Hanging Knee Raises are a great, often overlooked, core exercise that provides a ton of benefits.
In this guide, I’m going to teach you how to do a proper Hanging Knee Raise, what it’s benefits are and a few alternatives in case you need a substitution.
Table of Contents
How To Do Hanging Knee Raises
- Pull-Up Bar – Ideally a stand-alone pull-up bar or one connected to a squat rack although any sturdy object you can hang from will technically work.
- Find yourself a pull-up bar and grip the bar with an overhand grip
- Engage your lats so your body doesn’t go limp once you begin to hang
- Now hang from the bar and drive your knees up to hip height (or slightly above hip height)
- Finally, actively lower your legs back to the starting position – don’t allow the legs to just swing down
- Repeat for the designated number of reps
The biggest issue that most of my athletes run into when doing Hanging Knee Raises is how to keep from swinging.
To keep from swinging, you have to actively lower your legs back down. If you ‘let your legs go’ and just allow gravity to take over you’ll completely lose control of the movement. Timing and rhythm are both important for Knee Raises and you can’t achieve either if you’re not in control of your legs throughout the movement.
Hanging Knee Raise Benefits
The most obvious benefit of Hanging Knee Raises is that they are a great core exercise. Specifically, they target the lower abs (and hip flexors). The majority of core exercises – situps, crunches, etc – involve flexing the shoulders toward the core. Far fewer involve driving the legs toward the core and Hanging Knee Raises are a great example of one of those movements.
The benefits of Hanging Knee Raises extend beyond just the abs though. They are a great way to sneak grip training into your routine. A set of 15 to 20 Knee Raises will take most lifters 20 to 30 seconds. 3 sets can account for about 90 seconds of Bar Hang time.
And don’t forget about the back and shoulders as well. Having to stabilize the position of the upper body can be a workout in itself.
Hopefully, you can see now why Hanging Knee Raises can be such a powerful addition to your strength training routine. You really do get a whole lot of ‘bang for your buck’ with them.
Hanging Knee Raise Variations
Looking to change up your workout a bit, or maybe you need to make Hanging Knee Raises more challenging? Here are a few variations you can try out.
Weighted Hanging Knee Raises
The easiest way to make Hanging Knee Raises more challenging is to simply add resistance. The easiest way to do that is to hold a dumbbell with your feet.

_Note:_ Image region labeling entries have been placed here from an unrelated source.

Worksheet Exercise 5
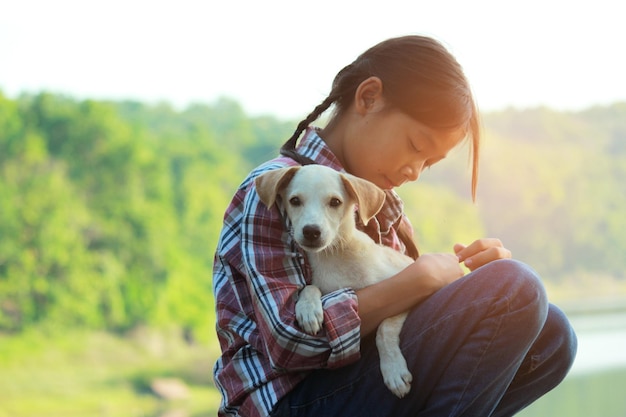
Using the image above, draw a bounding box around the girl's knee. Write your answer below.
[543,305,578,377]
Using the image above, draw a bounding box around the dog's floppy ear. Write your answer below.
[341,174,385,224]
[254,166,300,208]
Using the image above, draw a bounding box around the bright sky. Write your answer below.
[0,0,626,118]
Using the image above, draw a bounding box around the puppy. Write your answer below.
[256,165,413,398]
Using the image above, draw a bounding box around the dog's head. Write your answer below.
[256,165,385,252]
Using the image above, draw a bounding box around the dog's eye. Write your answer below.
[328,198,341,207]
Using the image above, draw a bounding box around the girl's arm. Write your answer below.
[356,253,463,336]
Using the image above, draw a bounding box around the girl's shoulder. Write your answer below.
[239,156,300,190]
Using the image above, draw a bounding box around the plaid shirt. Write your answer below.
[213,128,406,417]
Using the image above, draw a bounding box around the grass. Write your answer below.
[0,329,626,417]
[0,330,219,417]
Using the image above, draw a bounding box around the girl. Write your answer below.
[213,36,576,417]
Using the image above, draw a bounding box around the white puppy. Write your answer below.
[256,165,413,398]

Sit a dumbbell on it’s end and once you get to your starting position, grab the dumbbell in between your feet. This can be done by yourself, but sometimes it does help to have a partner help you get set up.
Knees to Elbows
Another way to increase the difficulty is to make the movement a little more complex.
Knees to Elbows demands that you not just raise your knees above your waistline, but that you bring them all the way up to touch your knees. This involves maintaining a greater flexed position in the elbow and slightly rolling the hips forward to get the knees to meet the elbows. They definitely raise the bar from regular Knee Raises.

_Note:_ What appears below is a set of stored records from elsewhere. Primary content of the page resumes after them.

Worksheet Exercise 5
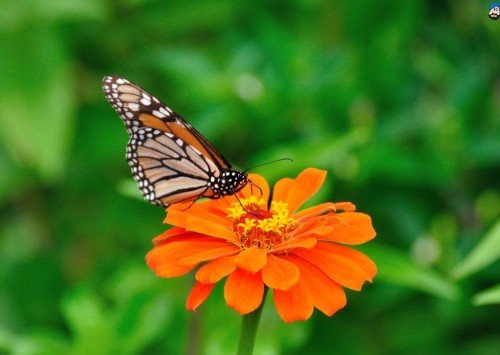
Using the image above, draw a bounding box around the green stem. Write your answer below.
[236,287,267,355]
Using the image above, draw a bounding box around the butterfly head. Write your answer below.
[214,169,248,196]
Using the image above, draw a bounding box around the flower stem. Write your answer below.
[236,287,267,355]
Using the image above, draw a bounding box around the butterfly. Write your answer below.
[102,76,249,208]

Hanging Knee Raise Alternatives
If you can’t do Hanging Knee Raises, for whatever reason (lack of equipment, injury, etc), here are a few alternatives that you can try to substitute in their place.
If you don’t have a pull-up bar or just aren’t ready for Knee Raises yet, Suitcase Crunches are a great alternative.
Suitcase Crunches are pretty close to the exact same movement, but with your butt on the ground instead of hanging in the air. Sit on the ground with legs extended straight out, six inches off the ground, and your torso leaned back at about a 45-degree angle.
Now, drive your knees and chest together (like closing a suitcase) and then extend back out. Keep your back and feet off the ground throughout the exercise.
Straight Leg Leg Raises
Another core exercise that doesn’t require you to have to hang off a bar are Straight Leg Leg Raises. They also focus on the lower abdominals and require no equipment to do.
Lay on your back with your hands out to the side or underneath your low back for support. Start with your feet six inches off the ground and, while keeping your legs straight, lift them up to 90 degrees from the floor. Lower back down to six inches and repeat.